Chancellor reassures public over fuel price hike
Don't panic
by Flash Gorman
Chancellor Gordon Brown moved today to allay fears over the proposed fuel price increase in September. Motoring groups have been concerned that the current spate of oil price increases would force Mr Brown to reconsider the planned 1.7p a litre hike.
Fortunately, Mr Brown enhanced his already solid reputation for fiscal fairness by reassuring the public that the increase would go ahead as planned. "I would like to thank the British people for the many letters of support I have received over this matter," he said.
"It would have been easy for me to put off this increase on the grounds of the enormous damage it will do to our transport infrastructure and manufacturing industry. I could even have said that our fuel tax is already the highest in the world; it would be madness to increase it still further. But it would have meant having to change the forms I've already filled in and they are fiddly bastards those forms, I can tell you."
The news that the rise — taking the price of unleaded fuel to £437 a litre — will go ahead as planned has reassured those concerned about a possible second fuel protest. Few of us will forget the huge campaign waged a couple of years ago, when groups of truckers felt that the government was not receiving enough in fuel tax revenue. They picketed petrol stations encouraging the public to hand over extra tax money when buying fuel — an action which received the full backing of the UK's car-driving citizens who queued at fuel outlets for hours, even days, to show their support in person.
We spoke to the head of trucking company, Big Dave of Big Dave Trucking, who expressed his delight at the news. "Obviously it's going to be hard for us with the increase and it's entirely possible we may go to the wall. But at the end of the day we need to support the government and if the government needs to send another 500,000 troops to Iraq then we'll just have to bite the bullet. Stuff like this doesn't just pay for itself, you know."

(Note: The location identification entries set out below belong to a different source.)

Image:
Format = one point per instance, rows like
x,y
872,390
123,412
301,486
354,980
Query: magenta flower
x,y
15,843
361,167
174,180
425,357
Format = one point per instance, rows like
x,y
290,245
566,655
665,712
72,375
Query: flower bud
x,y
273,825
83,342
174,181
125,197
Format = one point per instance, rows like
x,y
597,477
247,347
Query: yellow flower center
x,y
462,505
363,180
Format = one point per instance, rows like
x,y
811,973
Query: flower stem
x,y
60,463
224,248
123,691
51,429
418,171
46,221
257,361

Meanwhile, there has been a similarly jubilant reception to the news that the average water rates bill will increase by £100 over the next five years. Crowds gathered around the headquarters of all the UK's major water companies to express their joy that the operators' shareholder poverty will finally be alleviated.

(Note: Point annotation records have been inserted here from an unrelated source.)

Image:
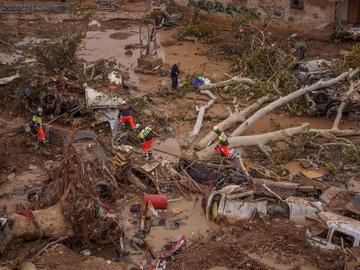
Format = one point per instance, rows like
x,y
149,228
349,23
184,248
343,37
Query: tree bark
x,y
340,110
338,133
199,119
6,80
262,139
208,93
231,81
48,223
286,99
233,119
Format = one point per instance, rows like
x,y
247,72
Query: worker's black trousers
x,y
174,82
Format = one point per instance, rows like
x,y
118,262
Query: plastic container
x,y
157,201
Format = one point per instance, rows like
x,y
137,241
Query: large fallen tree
x,y
286,99
257,140
32,225
234,118
234,80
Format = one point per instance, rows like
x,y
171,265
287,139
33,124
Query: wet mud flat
x,y
261,243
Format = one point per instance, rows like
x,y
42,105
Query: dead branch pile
x,y
83,194
353,59
60,56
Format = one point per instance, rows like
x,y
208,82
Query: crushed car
x,y
323,101
236,203
332,231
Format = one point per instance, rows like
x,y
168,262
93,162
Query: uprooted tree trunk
x,y
48,223
231,81
258,140
233,119
199,119
353,87
286,99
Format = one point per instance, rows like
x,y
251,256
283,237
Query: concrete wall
x,y
315,15
354,11
342,11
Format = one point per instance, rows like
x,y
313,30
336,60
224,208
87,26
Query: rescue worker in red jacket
x,y
147,136
223,146
36,123
126,115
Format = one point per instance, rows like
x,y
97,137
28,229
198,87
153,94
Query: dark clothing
x,y
174,82
149,136
301,50
125,110
175,71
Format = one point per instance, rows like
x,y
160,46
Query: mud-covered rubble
x,y
89,198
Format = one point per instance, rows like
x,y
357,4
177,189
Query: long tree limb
x,y
347,96
342,105
231,81
338,133
233,119
199,119
208,93
286,99
262,139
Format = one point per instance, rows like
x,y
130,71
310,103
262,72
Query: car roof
x,y
341,222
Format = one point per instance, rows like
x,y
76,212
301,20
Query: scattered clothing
x,y
199,80
223,147
301,50
126,116
175,72
37,124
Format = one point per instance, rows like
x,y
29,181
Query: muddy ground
x,y
255,244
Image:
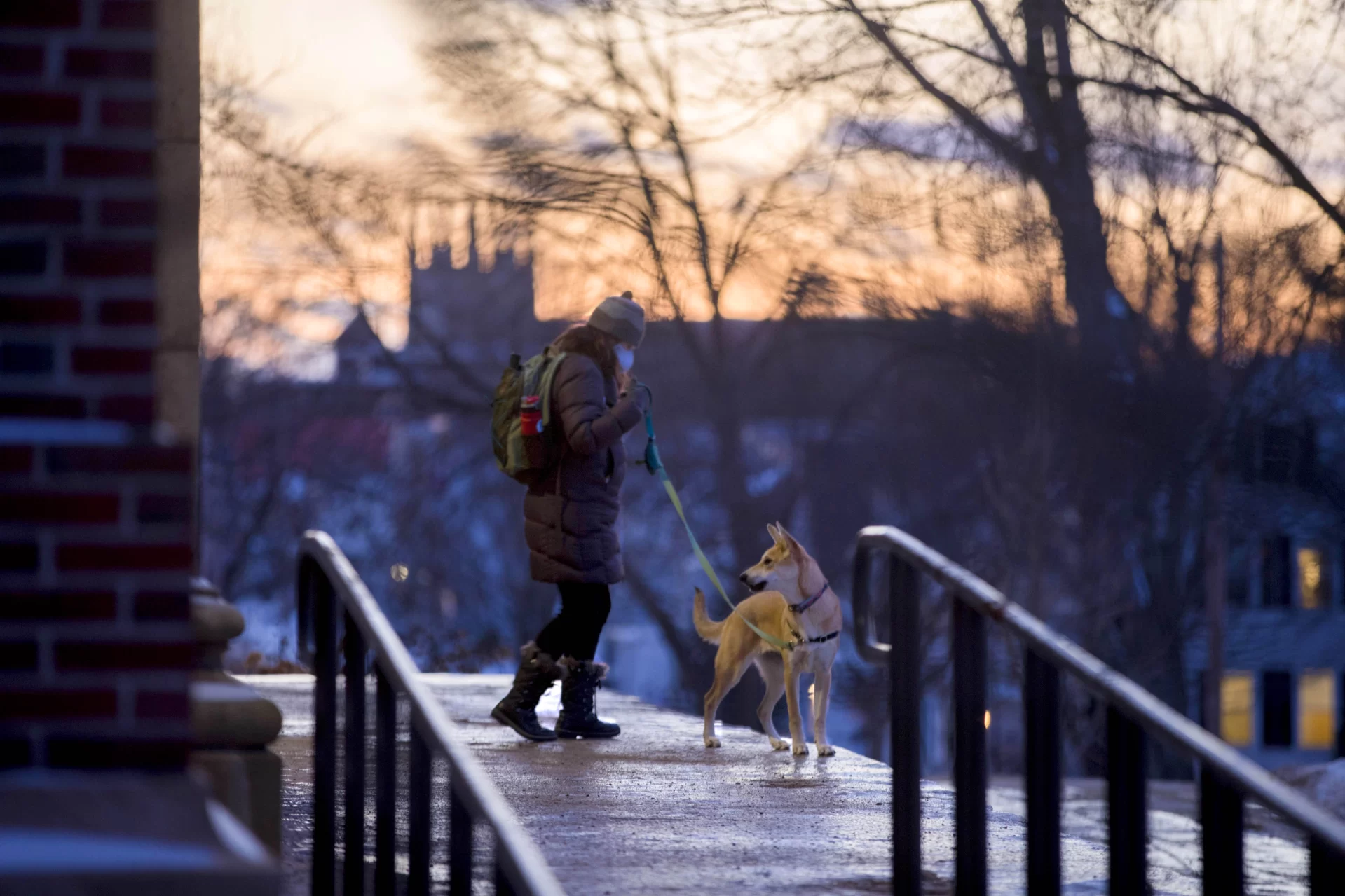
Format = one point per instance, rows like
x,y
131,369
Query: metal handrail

"I've been fighting for three years to make certain that the people who own these utilities will never, ever again have to face the spectre of famine," said one woman who had sold her car and brought the entire proceeds in cash to donate to the cause. "They have selflessly ploughed back every penny of ratepayers' money into improving the quality of our water and the means of delivery, and have left themselves with absolutely nothing. There will be a turkey on every shareholder's table this Xmas, that's for certain," she added, sobbing uncontrollably.

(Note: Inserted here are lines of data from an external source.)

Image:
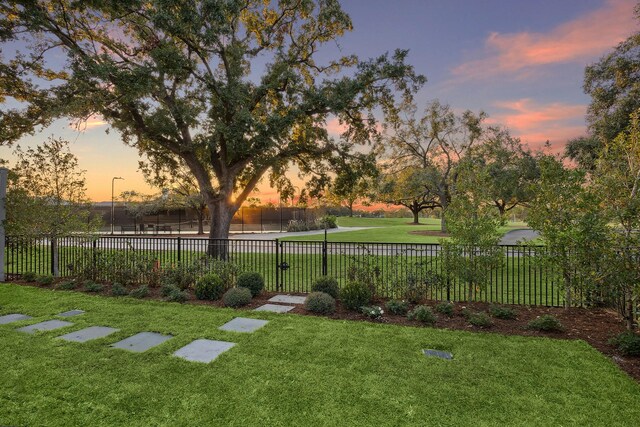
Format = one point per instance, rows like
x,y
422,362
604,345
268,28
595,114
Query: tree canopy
x,y
232,87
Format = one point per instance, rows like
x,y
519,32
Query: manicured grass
x,y
389,230
295,371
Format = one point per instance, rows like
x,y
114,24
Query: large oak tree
x,y
232,87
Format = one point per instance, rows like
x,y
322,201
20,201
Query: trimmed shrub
x,y
237,297
91,286
445,308
326,284
45,280
398,307
374,312
140,292
424,314
480,319
252,281
545,323
355,295
506,313
68,285
29,276
210,287
320,302
627,343
117,290
176,295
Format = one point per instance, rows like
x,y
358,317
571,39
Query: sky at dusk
x,y
520,61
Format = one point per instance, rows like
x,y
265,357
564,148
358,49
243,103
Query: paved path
x,y
516,236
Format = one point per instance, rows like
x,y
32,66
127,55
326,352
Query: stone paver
x,y
438,353
242,324
48,325
87,334
203,350
288,299
275,308
141,342
71,313
10,318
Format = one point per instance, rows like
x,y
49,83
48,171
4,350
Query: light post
x,y
113,180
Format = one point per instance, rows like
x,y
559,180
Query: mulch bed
x,y
595,325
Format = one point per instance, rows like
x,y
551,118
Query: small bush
x,y
29,276
237,297
480,319
252,281
320,302
506,313
167,289
355,295
176,295
67,285
45,280
210,287
117,290
398,307
326,284
546,323
423,314
91,286
627,343
140,292
374,312
445,308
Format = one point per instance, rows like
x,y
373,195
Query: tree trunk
x,y
200,213
221,215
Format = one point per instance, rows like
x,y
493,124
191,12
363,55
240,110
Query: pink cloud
x,y
581,40
535,123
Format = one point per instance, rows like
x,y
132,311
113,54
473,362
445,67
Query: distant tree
x,y
617,180
508,167
472,253
569,217
173,175
355,180
408,188
234,88
46,196
434,143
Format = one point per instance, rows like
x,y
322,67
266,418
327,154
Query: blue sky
x,y
521,61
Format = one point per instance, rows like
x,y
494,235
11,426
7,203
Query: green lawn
x,y
297,370
389,230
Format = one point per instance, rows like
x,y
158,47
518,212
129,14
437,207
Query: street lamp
x,y
113,180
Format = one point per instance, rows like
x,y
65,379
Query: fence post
x,y
3,193
324,252
94,271
277,264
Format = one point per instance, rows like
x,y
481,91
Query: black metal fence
x,y
289,266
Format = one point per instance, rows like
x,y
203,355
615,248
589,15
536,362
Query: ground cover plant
x,y
350,373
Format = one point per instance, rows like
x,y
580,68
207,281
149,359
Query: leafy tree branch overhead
x,y
232,87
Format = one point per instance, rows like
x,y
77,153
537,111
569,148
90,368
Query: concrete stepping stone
x,y
47,325
288,299
438,353
87,334
10,318
71,313
274,308
203,350
242,324
141,342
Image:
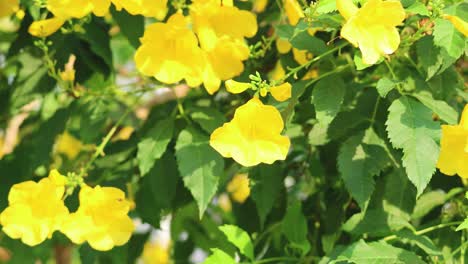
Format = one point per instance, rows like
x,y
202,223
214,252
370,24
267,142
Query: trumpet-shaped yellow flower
x,y
46,27
68,145
253,136
221,29
8,7
293,11
170,52
236,87
459,24
281,92
148,8
101,218
453,157
155,253
35,210
239,188
372,28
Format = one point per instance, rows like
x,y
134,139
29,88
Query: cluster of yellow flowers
x,y
68,9
37,209
453,157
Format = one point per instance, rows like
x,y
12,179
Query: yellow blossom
x,y
453,157
46,27
253,135
35,210
148,8
221,29
239,188
8,7
459,24
170,52
68,145
293,11
372,28
281,92
224,202
101,218
236,87
155,253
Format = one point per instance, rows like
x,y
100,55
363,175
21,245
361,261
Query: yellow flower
x,y
283,46
101,218
46,27
8,7
459,24
225,203
221,29
68,145
239,188
281,92
35,210
170,52
148,8
253,135
293,11
372,28
154,253
236,87
453,157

The visibly-moved managing director of French WaterEau PLC — a multi-national company brought to the brink of financial ruin through its commitment to provide a quality product at the lowest possible price — braved the elements yesterday and emerged from the ramshackle shed which acts as his corporate headquarters to speak to The Rockall Times. Without shoes, and with his trousers held up by string, he tearfully told us: "I'll be able to get a second-hand bike now to cycle to work. I've been doing the 30-mile round trip on foot for two years. And maybe, just maybe, my wife can come off the game and we can buy the kids back from the workhouse. God bless you, guv'nor."